One thing I have learned today..........I'm rubbish at building fires.

Sunday 1 February 2009

I'm not a one to rush into things but.........


......I have been trying to set up this blog for the past 4 months! Oh well. I never pretended to be great with technology.

So why the title "Six Quails in Wales" - perhaps I should begin by explaining myself. I have been home educating our 4 children for the past 2 and a half years. When we started out, we just wanted a different lifestyle - I didn't like the pressure my children were continually under at school. It seemed to be all about SATS and league tables - not about education at all. So we took the plunge and deregistered them - quite a leap for someone like me who had spent her life playing by the rules! Perhaps it was a mid life crisis!

I don't think I really knew what I was expecting home education to be like. Its a bit like being on a roller coaster ride, with emotions ranging from exhilaration to total blind panic. But for all the highs and lows it just feels right. Its nothing like school - I want the children to follow their own interests. Trusting them in this way has been something I have not found easy - but I'm learning! And that's the point. Home education is a journey of discovery for the whole family - we are ALL learning, about the world, about maths, about eachother, about everything and anything that comes our way. I am learning so much about myself and about my children - stuff that I know I just would have missed if we had continued in that crazy treadmill that we were all on before. We still do the maths, science, history and so on, but there is so much more to educating young people than learning facts. They need to be equipped to cope with an ever changing world - that is the real challenge.
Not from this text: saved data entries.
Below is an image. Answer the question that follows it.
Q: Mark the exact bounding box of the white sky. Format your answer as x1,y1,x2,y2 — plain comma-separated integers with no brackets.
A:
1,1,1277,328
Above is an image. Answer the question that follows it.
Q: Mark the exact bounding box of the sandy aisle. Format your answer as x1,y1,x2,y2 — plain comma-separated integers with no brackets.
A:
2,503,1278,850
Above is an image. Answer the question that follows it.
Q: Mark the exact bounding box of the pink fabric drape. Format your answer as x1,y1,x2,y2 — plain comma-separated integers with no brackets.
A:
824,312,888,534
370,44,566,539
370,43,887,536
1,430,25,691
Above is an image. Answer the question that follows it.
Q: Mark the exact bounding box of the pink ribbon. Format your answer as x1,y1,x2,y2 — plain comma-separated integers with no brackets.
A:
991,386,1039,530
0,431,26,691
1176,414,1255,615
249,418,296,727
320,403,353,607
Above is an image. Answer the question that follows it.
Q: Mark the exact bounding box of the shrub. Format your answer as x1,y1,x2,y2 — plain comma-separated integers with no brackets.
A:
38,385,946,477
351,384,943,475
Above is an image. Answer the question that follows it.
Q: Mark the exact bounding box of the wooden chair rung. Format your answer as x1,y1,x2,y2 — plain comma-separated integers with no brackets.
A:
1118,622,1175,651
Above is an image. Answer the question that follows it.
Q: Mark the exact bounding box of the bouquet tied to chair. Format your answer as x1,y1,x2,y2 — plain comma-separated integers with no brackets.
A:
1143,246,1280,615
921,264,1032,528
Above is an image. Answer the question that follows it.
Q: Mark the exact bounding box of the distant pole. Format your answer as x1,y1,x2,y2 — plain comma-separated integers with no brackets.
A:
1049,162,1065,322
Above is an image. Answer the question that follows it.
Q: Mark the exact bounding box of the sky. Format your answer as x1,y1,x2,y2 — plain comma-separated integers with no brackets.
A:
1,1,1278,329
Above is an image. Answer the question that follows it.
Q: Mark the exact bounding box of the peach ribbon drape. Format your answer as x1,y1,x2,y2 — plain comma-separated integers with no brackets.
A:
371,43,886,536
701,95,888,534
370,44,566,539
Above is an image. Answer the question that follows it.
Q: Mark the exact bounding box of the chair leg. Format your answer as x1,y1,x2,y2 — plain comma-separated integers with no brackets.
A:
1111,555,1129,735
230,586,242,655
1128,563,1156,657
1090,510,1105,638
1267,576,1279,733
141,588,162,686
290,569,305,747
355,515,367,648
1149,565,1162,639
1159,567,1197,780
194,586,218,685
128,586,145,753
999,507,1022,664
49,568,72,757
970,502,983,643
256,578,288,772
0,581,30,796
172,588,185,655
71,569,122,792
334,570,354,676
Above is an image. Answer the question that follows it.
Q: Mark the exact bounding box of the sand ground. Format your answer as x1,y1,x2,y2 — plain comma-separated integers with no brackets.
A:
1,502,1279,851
But I digress..... back to the title of this blog!

There have been many special moments since we began home educating, but for me one of the highlights was when my teenage daughter asked if she could hatch some quails in her bedroom! To her total surprise (and mine) I agreed! She researched the subject and thanks to the kind loan of an incubator and heat lamp from another home ed friend (thanks) she managed to hatch 8 chicks from 21 eggs.



It was such a simple thing, nothing earth-shattering at all really, yet it was symbolic of how home ed had changed our lives. Coming from an Essex council estate where the only livestock consisted of cats and budgies, it felt like a real trip into the unknown for me! I don't believe we would ever have done such a thing had the children remained in school - it was a product of my daughter having time to develop an interest in birds, a product of all the wonderful new people we have been meeting all from different backgrounds, with different interests and experiences, and in a small way, a product of how I have learned to view the world differently now. It was a life enriching experience for all of us. And that's what home education is more than anything - a life enriching daily experience that has become a natural part of our lives.

As for the quails, we sadly lost 2 of them so we are left with 6 - just as we are a family of 6! They have moved with us to West Wales where we are looking forward to enjoying the surf, the wildlife and the landscape (well perhaps not the quails!)..............and the next chapter of our home educating life.